- Obywatele Mexicali zadecydowali i my dostosujemy się do ich woli — cytuje go Reuter.
W referendum przeprowadzonym w ubiegły weekend mieszkańcy tego miasta na granicy Stanów i Meksyku odrzucili 76,1 procentami głosów budowę za 1,4 mld dolarów browaru przez amerykańskiego właściciela takich marek piwa jak Corona, Modelo i Pacifico — informuje „The Guardian". Krytycy referendum zwracali uwagę, że jedynie 3,5 proc. uprawnionych wzięło udział w głosowaniu zadysponowanym zaledwie 2 tygodnie wcześniej przez prezydenta kraju. López Obrador wyjaśnił, że taka konsultacja jest konieczna, bo firma z USA ani lokalne władze nie wzięły pod uwagę ludzi. — Nie mamy nic przeciwko inwestycjom zagranicznym, ale musimy też uwzględniać opinię ludzi i dbać o nasze bogactwa naturalne — powiedział wtedy prezydent.

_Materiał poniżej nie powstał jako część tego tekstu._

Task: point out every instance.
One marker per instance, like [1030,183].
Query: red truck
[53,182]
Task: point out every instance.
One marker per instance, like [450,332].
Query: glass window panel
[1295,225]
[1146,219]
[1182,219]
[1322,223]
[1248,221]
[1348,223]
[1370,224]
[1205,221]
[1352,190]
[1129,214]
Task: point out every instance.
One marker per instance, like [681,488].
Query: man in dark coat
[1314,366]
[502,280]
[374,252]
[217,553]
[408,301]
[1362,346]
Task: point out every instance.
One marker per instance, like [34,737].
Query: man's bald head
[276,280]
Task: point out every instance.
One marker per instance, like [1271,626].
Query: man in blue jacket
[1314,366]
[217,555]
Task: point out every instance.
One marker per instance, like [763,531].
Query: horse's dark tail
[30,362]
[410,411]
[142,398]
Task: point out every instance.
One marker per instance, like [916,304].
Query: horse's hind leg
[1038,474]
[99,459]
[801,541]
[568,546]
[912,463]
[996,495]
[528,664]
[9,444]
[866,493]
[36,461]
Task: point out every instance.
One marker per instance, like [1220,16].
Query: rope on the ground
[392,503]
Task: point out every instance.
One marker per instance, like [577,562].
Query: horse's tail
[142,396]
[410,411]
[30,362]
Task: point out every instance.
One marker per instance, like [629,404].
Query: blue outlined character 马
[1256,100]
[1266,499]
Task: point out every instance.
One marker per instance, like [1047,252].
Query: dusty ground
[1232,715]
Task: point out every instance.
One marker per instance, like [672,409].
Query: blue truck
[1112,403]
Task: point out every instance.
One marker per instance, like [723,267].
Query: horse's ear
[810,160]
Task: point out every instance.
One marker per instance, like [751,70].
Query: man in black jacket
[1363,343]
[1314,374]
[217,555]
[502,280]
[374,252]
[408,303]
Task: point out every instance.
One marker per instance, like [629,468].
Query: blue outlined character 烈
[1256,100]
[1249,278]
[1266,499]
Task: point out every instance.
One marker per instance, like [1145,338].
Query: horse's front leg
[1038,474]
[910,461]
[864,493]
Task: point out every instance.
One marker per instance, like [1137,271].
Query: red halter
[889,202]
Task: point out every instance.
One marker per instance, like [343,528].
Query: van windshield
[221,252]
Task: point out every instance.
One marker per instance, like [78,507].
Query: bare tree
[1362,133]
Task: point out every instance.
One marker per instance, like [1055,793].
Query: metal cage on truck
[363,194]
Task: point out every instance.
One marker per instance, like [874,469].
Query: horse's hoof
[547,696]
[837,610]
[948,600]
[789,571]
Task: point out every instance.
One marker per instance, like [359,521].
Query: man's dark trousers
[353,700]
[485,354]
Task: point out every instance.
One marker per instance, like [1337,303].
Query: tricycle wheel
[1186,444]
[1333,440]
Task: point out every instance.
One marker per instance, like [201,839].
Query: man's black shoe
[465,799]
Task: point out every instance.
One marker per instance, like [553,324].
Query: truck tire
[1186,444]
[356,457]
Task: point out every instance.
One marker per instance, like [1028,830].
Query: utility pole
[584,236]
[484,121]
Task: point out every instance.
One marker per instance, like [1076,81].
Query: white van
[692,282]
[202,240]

- Od ponad 2 lat trwała intensywna kampania protestów ulicznych, sprawa trafiła do sądu, by można było przeprowadzić referendum. Nie jest zaskoczeniem, że prezydent ogłosił je w tak krótkim czasie, ale my domagaliśmy się głosowania do 2 lat — powiedział dziennikowi Daniel Solorio, prawnik współpracujący z opozycją.
Ekspert od zasobów wody Alfonso Cortez Lara poinformował, że browar miał wykorzystywać więcej wody niż łącznie wszystkie zakłady przemysłowe w Mexicali. — Mówimy o ok. 25 procentach łącznych zasobów. Meksyk jest największym na świecie eksporterem piwa, ale sektor wywołuje niechęć w kraju, zwłaszcza na suchej północy, gdzie browary wykorzystują małe zasoby wody do zaspokajania pragnienia Amerykanów, gdy zmiana klimatu zwiększa suszę w tym regionie.
Sprawa browaru trafi do sądu zgodnie z zapisem o ochronie inwestycji zagranicznych w nowym traktacie handlowym USMCA. Wiadomość o wyniku referendum wywołała spadek akcji Constellation Brands o ponad 10 proc.